The charm of Jill Scott is that she’s bourgie and boho in equal proportions: Listen to how she turns cleaning her house into the sensual act of an Isadora Duncan in “The Way.” The thank-you list in the credits includes her eighth-grade English teacher and the Canadian cast of Rent. As a singer, she’s a self-conscious poet, setting lovelorn scenarios in a world where you listen to hip-hop coming home from the theater or symphony. (Why not? Don’t you?) When she hones this sensibility into a playful lyric, the results can be as bravura as anything released this year, like “Exclusively,” where she rolls out of bed after sex, and the woman at the grocery store clucks at her purchases and IDs the man she’s about to make breakfast for by smell. Or “Love Rain,” in which a cad picks her up talking Mumia, reparations, and vintage sneakers.
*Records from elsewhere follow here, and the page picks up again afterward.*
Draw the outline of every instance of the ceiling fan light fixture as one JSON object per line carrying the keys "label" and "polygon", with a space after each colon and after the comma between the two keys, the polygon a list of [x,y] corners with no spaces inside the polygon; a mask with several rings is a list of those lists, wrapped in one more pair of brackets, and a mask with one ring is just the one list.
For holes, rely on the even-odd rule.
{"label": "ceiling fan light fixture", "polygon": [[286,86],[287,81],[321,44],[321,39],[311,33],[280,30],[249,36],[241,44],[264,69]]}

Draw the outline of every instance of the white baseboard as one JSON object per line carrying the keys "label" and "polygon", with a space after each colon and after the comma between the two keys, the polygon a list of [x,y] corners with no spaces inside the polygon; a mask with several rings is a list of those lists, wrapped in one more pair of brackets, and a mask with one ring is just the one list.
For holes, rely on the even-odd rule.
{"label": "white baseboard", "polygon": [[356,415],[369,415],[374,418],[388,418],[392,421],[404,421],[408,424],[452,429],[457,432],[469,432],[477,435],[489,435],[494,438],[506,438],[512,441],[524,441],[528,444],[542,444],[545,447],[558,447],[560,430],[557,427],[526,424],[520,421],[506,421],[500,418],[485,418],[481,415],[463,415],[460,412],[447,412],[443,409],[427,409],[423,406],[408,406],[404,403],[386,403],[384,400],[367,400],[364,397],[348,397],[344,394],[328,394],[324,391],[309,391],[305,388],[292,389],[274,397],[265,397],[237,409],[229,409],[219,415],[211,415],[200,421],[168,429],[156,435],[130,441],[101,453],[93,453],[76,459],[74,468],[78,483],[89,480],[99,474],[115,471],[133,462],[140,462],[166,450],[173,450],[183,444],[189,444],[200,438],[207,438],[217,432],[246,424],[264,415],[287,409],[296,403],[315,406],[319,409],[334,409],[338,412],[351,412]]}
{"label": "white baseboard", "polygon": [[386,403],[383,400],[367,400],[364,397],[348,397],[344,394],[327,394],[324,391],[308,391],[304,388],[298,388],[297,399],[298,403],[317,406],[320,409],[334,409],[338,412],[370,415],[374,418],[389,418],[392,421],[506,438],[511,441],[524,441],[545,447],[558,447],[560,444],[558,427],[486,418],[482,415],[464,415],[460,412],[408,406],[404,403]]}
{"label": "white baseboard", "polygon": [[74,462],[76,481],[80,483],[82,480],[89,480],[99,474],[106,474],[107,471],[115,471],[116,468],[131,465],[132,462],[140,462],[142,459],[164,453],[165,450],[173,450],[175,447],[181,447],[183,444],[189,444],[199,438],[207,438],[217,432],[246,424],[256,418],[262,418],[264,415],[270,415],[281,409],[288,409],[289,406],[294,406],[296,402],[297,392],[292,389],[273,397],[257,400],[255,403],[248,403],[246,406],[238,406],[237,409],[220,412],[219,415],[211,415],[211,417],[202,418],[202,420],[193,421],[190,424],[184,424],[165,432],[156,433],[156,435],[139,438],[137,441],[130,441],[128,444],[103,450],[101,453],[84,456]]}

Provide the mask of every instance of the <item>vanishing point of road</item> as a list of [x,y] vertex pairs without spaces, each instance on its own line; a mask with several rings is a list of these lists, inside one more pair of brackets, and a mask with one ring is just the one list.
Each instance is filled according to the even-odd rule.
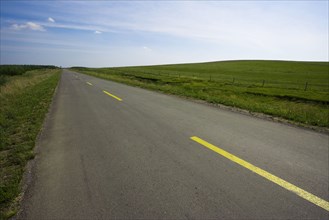
[[64,70],[22,219],[328,219],[328,135]]

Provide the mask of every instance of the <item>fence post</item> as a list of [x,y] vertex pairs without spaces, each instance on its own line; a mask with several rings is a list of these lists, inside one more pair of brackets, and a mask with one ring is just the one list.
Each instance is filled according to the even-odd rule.
[[262,85],[262,87],[264,87],[264,84],[265,84],[265,80],[263,80],[263,85]]
[[211,74],[209,75],[209,81],[211,81]]
[[233,77],[233,83],[232,84],[234,84],[234,81],[235,81],[235,77]]
[[308,82],[305,83],[304,91],[307,90]]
Scott, a Philadelphia native, got noticed when she wrote “You Got Me,” the Roots hit sung by Erykah Badu. She’s not as innately bizarre as Badu—Scott’s pose seems more stylized, like she’s itemizing her credentials—and the grooves her producers have come up with don’t cut as deep as Badu’s latest. More variety along the lines of the algebraic flamenco-funk “One is the Magic #” would have kept sequences like “He Loves Me” and “It’s Love” from bogging down. But Scott is canny. She speaks and sings her lyrics, knows how to hit every word like it’s capitalized one moment, then croon wordless passion; she segues from biblical citation to pulling out her earrings and going off in a rival’s face. This year, she’s the class of the classy.